Cette francophonie algérienne ne va pas de soi. N’est-ce pas paradoxal de vouloir combattre le colonialisme dans la langue du colon ?
Le paradoxe n’est qu’apparent. Pourquoi écrire dans la langue du colonisateur pour dénoncer le système colonial. Plusieurs raisons : premièrement, il faut rappeler que ces auteurs ont été éduqués en langue française. Ils ont été à l’école française et finalement, s’ils n’avaient pas écrit en français, ils n’auraient pas écrit. Plusieurs de cette génération l’ont dit : la langue qu’ils maîtrisaient le plus, c’était le français. Donc, la question ne se pose même pas quand on demandait inlassablement à ces écrivains qui finissaient par être un petit peu lassés : « Mais pourquoi écrivez-vous en français ? Je ne peux qu’écrire en français et je vous rappelle qu’il y a eu un phénomène qui s'est appelé l’occupation, la colonisation française de l'Algérie pendant 132 ans. C'est ce qui explique que j'écrive en français. »

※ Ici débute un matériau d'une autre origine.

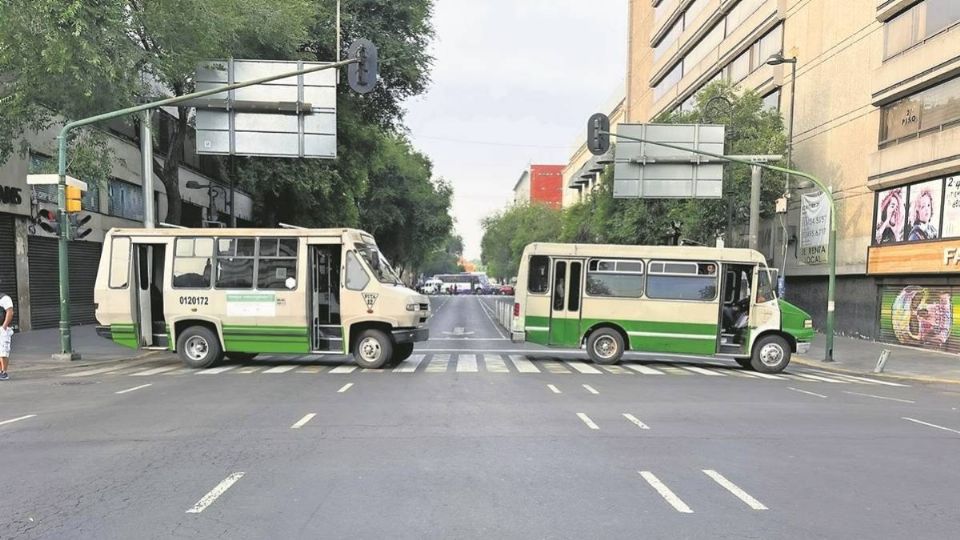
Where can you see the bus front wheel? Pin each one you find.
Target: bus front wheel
(199, 347)
(771, 354)
(605, 346)
(373, 349)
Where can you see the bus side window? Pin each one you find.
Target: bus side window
(538, 281)
(119, 263)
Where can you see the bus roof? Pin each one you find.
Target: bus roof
(352, 234)
(665, 252)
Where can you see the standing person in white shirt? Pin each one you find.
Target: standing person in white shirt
(6, 334)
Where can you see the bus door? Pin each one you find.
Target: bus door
(149, 260)
(326, 329)
(565, 302)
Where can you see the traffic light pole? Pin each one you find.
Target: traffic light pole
(66, 345)
(832, 243)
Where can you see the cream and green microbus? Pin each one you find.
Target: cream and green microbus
(659, 299)
(209, 293)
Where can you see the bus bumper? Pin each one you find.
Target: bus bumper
(411, 335)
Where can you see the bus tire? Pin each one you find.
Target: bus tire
(199, 347)
(771, 354)
(373, 349)
(605, 346)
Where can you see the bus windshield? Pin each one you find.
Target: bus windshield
(377, 263)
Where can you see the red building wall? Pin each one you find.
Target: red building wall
(546, 184)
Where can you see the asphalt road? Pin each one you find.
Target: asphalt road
(474, 437)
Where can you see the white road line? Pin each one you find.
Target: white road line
(154, 371)
(300, 423)
(343, 369)
(215, 371)
(587, 421)
(766, 375)
(281, 369)
(864, 379)
(644, 370)
(665, 492)
(410, 364)
(583, 368)
(702, 371)
(635, 420)
(489, 318)
(879, 397)
(735, 489)
(216, 492)
(132, 389)
(12, 420)
(523, 365)
(467, 363)
(806, 392)
(819, 378)
(929, 424)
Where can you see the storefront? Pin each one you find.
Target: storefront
(916, 260)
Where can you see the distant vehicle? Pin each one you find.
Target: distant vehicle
(210, 293)
(667, 299)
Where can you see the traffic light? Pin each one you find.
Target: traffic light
(362, 75)
(77, 222)
(47, 220)
(598, 134)
(74, 199)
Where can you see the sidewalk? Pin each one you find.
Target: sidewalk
(860, 356)
(33, 350)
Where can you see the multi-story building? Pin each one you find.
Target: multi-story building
(540, 184)
(28, 253)
(877, 116)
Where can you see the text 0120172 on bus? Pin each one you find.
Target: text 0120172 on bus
(241, 292)
(667, 299)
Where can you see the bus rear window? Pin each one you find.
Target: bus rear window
(538, 282)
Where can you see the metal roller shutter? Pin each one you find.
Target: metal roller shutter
(44, 281)
(8, 262)
(921, 316)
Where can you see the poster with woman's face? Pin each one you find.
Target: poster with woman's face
(891, 216)
(924, 218)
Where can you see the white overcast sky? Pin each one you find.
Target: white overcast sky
(513, 83)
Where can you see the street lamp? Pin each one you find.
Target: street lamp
(193, 184)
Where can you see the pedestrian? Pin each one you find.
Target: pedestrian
(6, 334)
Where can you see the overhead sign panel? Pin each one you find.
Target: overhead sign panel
(649, 171)
(291, 117)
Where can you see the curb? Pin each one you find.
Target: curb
(912, 378)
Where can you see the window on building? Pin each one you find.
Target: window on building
(930, 109)
(538, 282)
(921, 21)
(125, 199)
(669, 280)
(235, 262)
(276, 263)
(193, 263)
(616, 278)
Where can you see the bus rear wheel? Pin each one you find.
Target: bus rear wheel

Mais mis à part cela, on a beaucoup cité la formule de Kateb Yacine, peut-être trop, mais formule percutante. « Le français est notre butin de guerre. » Les Algériens ont vécu, subi la colonisation française pendant 132 ans et au moment de l'indépendance, cette culture pour au moins une grande part d'entre eux ils l’avaient ingérée. Ils l’avaient assimilée et au nom de quoi auraient-ils dû s’en débarrasser, la sacrifier parce qu’ils accédaient à l’indépendance ? Cette langue et cette culture françaises étaient aussi un accès à la modernité, une langue de grande culture et quand même un accès à la modernité dont les Algériens auraient eu tort de se priver. En tout cas, c'est ainsi qu'un grand nombre d’écrivains algériens ont ressenti les choses et les auteurs comme Mouloud Mammeri ou Dib ne se sont jamais fait un problème, un dilemme d’écrire en français.
S’il ne fallait retenir que trois romans sur la guerre d’Algérie, quelle sera votre sélection, Hervé Sanson ?
Évidemment Mohammed Dib, encore une fois, qui est le premier avec Un Été africain en 1959, alors que la guerre n’est pas terminée, à évoquer directement ce combat pour l'indépendance. Je pense évidemment à Mouloud Mammeri avec L’Opium et le bâton (1965). On est dans cette complexité, précisément de l'engagement du combat pour l'indépendance. Mais j'ai envie d'ajouter malgré tout un troisième auteur, parce qu’il faut quand même citer une autrice, et pas rester dans un cercle exclusivement masculin. J’ai envie de citer Assia Djebar avec La Femme sans sépulture, qui est beaucoup plus récent, qui date de 2002, dans lequel elle revient sur le rôle des moudjahida, de ces combattantes de la guerre de libération qui ont été reléguées après 1962 dans la sphère privée, domestique et qui ont été en quelque sorte quelque peu dépossédées de leur participation à cette histoire.
Hervé Sanson est docteur ès lettres, chercheur associé à l'ITEM (CNRS), spécialiste des littératures francophones du Maghreb. À lire, son récent article sur le sujet évoqué dans cet entretien : « Un jeu dynamique avec la perte (Bleu blanc vert de Maïssa Bey et Écorces de Hajar Bali) », in Mémoires en jeu, n° spécial 15-16, hiver 2021-2022, dirigé par Catherine Brun, Sébastien Ledoux et Philippe Mesnard, p. 147-151.